On Sat, 30 Jun 2001, Stuart Ballard wrote:
> Ian Hickson wrote:
> >
> > > Does that include giving remote html documents access to modify (their
> > > instance of) html.css?
> >
> > If they can get hold of it, yes. The CSSOM (rightly) gives no way for
> > script to get a pointer to the UA or user stylesheets, though.
>
> How sure are you that they can't get hold of it?
Pretty sure.
> How secure would you feel if you knew that there was a
> remote-write-access-to-your-local-disk exploit that would be possible
> if they could get hold of a pointer to html.css?
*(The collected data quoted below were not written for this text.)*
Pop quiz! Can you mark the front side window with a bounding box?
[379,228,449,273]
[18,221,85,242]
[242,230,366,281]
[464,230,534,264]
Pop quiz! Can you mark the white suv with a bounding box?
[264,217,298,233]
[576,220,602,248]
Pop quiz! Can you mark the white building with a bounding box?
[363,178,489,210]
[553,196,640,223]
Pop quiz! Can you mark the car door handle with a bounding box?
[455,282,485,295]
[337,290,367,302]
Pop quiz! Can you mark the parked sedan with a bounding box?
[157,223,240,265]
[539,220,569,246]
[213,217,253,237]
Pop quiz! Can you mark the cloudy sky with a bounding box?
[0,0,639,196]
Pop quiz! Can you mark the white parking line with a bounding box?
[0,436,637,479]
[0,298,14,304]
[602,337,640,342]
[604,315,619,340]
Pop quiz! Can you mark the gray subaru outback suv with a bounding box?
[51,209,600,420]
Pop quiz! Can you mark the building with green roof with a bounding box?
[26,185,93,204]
It wouldn't be write access to the hard disk; but I wouldn't like it if
script could, on the fly, change my user stylesheet preferences, even on
a per-session basis.
> The reason I ask is that, based on other subthreads here, it looks like
> we want to move to a model where XBL rules added through html.css are
> trusted.
Ok... (We had better make sure none of the methods of those bindings do
anything dodgy, btw!)
> This opens up an exploit if a remote document can modify its instance
> of html.css, since any bindings it adds through html.css would execute
> trusted.
Sure. Thankfully, that can't be done. (Or if it can, it's a very serious
privacy bug.)
> Based on your knowledge of CSSOM, would you feel comfortable making
> this change without adding extra restrictions (eg ensuring that they
> couldn't modify html.css even if they found it)?
I don't see the point. We have a security model here ("you can't get
access to the stylesheet"), we should rely on it working. Using multi-tier
security models seems needlessly wasteful. (Also, how would you test it?)
It would be a serious privacy bug even if you could _read_ the UA or user
stylesheets through the CSSOM.
ObDisclaimer: I'm no security expert!